"Merci aux politiques : grâce à eux, la Belgique a irrémédiablement manqué le train de l'e-commerce. Ils ont réagi bien trop tardivement aux bouleversements qui agitent le retail. C'est malheureusement typique de la manière dont fonctionne ce pays." Déclaration de Marc Descheemaecker, président de De Lijn et invité de la Gala Night de The Retail Society le 23 novembre.

Marc Descheemaecker n'est pas homme à garder sa langue en poche. Le président de De Lijn est une forte tête. Il acquiesce : "A  62 ans, je n'ai plus à me taire au prétexte que certains préféreraient ne pas entendre ce que j'ai à dire."

Vous tenez les politiques pour responsables du fait que le retail belge a manqué le train de l'e-commerce ?

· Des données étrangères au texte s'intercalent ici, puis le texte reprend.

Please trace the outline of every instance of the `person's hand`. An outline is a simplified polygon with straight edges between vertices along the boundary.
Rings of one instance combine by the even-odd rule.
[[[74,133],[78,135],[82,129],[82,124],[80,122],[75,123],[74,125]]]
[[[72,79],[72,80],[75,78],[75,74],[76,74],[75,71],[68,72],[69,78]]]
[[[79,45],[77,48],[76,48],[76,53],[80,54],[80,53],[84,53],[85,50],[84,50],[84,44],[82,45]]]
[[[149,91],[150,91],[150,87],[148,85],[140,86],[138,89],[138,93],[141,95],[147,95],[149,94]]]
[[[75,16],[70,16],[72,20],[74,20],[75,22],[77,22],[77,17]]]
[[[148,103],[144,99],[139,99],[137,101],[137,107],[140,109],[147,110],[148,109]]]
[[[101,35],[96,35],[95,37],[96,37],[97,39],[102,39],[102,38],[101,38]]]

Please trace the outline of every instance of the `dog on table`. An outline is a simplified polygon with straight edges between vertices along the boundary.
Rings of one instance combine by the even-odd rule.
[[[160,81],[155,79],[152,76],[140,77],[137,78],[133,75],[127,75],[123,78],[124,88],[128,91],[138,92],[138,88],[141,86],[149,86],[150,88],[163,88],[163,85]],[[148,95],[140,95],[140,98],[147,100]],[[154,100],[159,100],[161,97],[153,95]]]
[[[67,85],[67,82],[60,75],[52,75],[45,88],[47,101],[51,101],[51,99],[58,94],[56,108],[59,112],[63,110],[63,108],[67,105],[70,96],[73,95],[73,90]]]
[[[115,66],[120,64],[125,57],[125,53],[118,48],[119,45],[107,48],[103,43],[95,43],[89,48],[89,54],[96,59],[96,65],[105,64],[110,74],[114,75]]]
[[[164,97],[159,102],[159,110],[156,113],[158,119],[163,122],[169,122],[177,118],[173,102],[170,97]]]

Ils ont réagi bien trop tardivement à ce qui se jouait pour le retail parce qu'ils n'ont pas compris les enjeux. Et ils ont laissé les entreprises néerlandaises s'arroger les plus belles parts du gâteau. C'est malheureusement typique de notre politique. Tout est trop lent. Nous n'avons pas été en mesure d'adapter la législation sociale à la réalité du commerce électronique.

Pouvons-nous encore rattraper notre retard ?

Non. Le train est passé. Les grands centres logistiques, qui desservent aussi bien la Belgique que les Pays-Bas, sont établis à Breda et Tilburg, de l'autre côté de la frontière. On pourrait comparer la situation actuelle à un marathon : si vous commencez votre course au moment où les autres concurrents ont déjà parcouru dix kilomètres, vous ne pourrez jamais refaire votre retard. C'est, hélas, la situation du retail belge. Nous arriverons peut-être à grignoter quelques parts de marché mais le handicap structurel est trop important que pour pouvoir espérer mieux.

Le retail belge dépend des politiques mais ceux-ci auraient jeté l'éponge ?

Absolument. Les politiques belges ont, passez-moi l'expression, bousillé l'e-commerce dans notre pays. La fragmentation du paysage politique est telle que, même pour aboutir à des demi-compromis, le processus est d'une lenteur infinie. Je compare volontiers la Belgique à New York. New York compte 12 à 13 millions d'habitants, soit un peu plus que la Belgique. Le corps de police new-yorkais compte plus de personnel que notre armée. Et pourtant, cette ville fonctionne avec un seul maire et cinq échevins. C'est donc possible. Et la mobilité ? Une fois encore, la fragmentation des niveaux de pouvoir est telle qu'il est impossible de mettre en place une politique de mobilité efficace. La réalité c'est que nous sommes dépassés par d'autres pays alors que nous possédons d'énormes atouts logistiques.

Vous êtes très remonté contre les Pays-Bas ?

Oui. Autrefois, le mardi était la pire journée en matière d'embouteillages. Mais aujourd'hui, c'est le lundi. Nos routes sont encombrées par les camionnettes de livraison hollandaises parce que, tout le week-end, nous avons fait nos emplettes sur internet et que nos commandes nous sont livrées depuis les Pays-Bas. Comme quoi, l'e-commerce impacte considérablement notre mobilité.  

La situation est-elle meilleure au niveau européen ?

Honnêtement, j'en doute. 2008 a marqué un tournant capital dans l'histoire contemporaine : les pays dits en voie de développement ont commencé à produire plus que les pays dits développés. Personne n'en a parlé parce que nous étions trop occupés par la crise bancaire qui menaçait l'économie mondiale. Mais la vérité est imparable : l'Europe n'est plus le centre du monde et les conséquences sont énormes pour l'innovation, l'investissement et la consommation. Je pense que nos arrière-petits-enfants apprendront que 2008 a été un tournant majeur dans l'histoire européenne.

Comment voyez-vous l'évolution de la consommation ?

Le phénomène de disruption que l'on observe aujourd'hui va se prolonger un moment encore. Quand vous observez comment les banques détruisent leurs outils retail, vous comprenez combien cette rupture est radicale et combien elle le sera aussi pour de nombreux autres retailers. Et quand je vois comment les banques qui opèrent des coupes sombres supplémentaires en sont récompensées en bourse, pas de besoin d'épiloguer longuement… A l'heure actuelle, il n'y a qu'une seule certitude : les problèmes que pose la disruption vont croître et embellir ! Amazon, tout comme Zalando d'ailleurs, possède une grande influence sur les retailers. Et l'on voit aussi apparaître d'autres initiatives, comme HelloFresh. Il est une question que vous devez vous poser : Zalando et Amazon sont-ils des retailers ou sont-ils des géants des data ? Parce c'est grâce à leurs données clients que ces entreprises font la différence. Les retailers vont devoir imaginer une réponse.